Par une large majorité (68 voix, contre 20), grâce à l'abstention de l'UE, les Etats parties à la Convention internationale sur le commerce des espèces sauvages menacées (CITES) ont rejeté une proposition de Monaco qui lui aurait permis de suspendre les exportations de cette espèce à haute valeur commerciale, particulièrement prisée sur le marché japonais.

"L'UE a voté en faveur de sa propre proposition et s'est abstenue sur la proposition de Monaco", a expliqué un expert européen à l'AFP.
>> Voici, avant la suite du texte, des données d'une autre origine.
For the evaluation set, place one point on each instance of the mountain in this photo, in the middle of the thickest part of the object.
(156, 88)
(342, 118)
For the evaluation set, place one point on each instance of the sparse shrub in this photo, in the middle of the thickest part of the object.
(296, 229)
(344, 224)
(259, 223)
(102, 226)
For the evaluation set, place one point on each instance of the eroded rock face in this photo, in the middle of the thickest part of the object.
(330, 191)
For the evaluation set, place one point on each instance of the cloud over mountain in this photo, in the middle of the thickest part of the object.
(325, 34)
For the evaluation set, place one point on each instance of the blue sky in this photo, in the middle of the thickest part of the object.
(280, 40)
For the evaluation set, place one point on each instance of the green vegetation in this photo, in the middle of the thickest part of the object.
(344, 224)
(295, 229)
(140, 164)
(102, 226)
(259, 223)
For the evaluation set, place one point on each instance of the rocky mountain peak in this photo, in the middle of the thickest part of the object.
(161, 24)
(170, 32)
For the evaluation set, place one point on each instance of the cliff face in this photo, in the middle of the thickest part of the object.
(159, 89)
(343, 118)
"Le soutien européen était conditionnel à l'ajout de l'annotation" que l'UE avait souhaité apporter, différant l'entrée en vigueur de la mesure (inscription à l'Annexe I de la Convention) dans l'attente de nouvelles analyses scientifiques, a poursuivi l'expert sous couvert de l'anonymat.

La proposition européenne venait d'être massivement rejetée (72 voix, contre 43).

L'UE, comme Monaco, soutenue par les Etats-Unis et la Norvège, souhaitait la création d'un groupe de travail pour étudier d'éventuels amendements à leur proposition. Mais la Libye et le Soudan ont court-circuité les débats en exigeant de passer immédiatement au vote.

"Je regrette un débat avorté et de n'avoir pu répondre à certaines contre-vérités énoncées", a indiqué Patrick van Klaveren, chef de la délégation de Monaco. "La majorité des pays a décidé de faire confiance à l'ICCAT", la Commission internationale pour la conservation des thonidés de l'Atlantique, qui réunit une cinquantaine de pays pêcheurs.

"Ils ont jugé qu'elle avait tous les éléments pour résoudre le problème. Qu'elle le montre!", a-t-il ajouté. "Sinon, ce n'est pas la CITES qui ruinera les professionnels, mais la nature qui enverra une sanction sans appel".

Masanori Miyahara (Japon) a exprimé sa "satisfaction" et, reprenant aussitôt sa double casquette de conseiller en chef des pêcheries japonaises et représentant de son pays à l'ICCAT, a ajouté: "Mais nous avons aussi beaucoup de devoirs à faire".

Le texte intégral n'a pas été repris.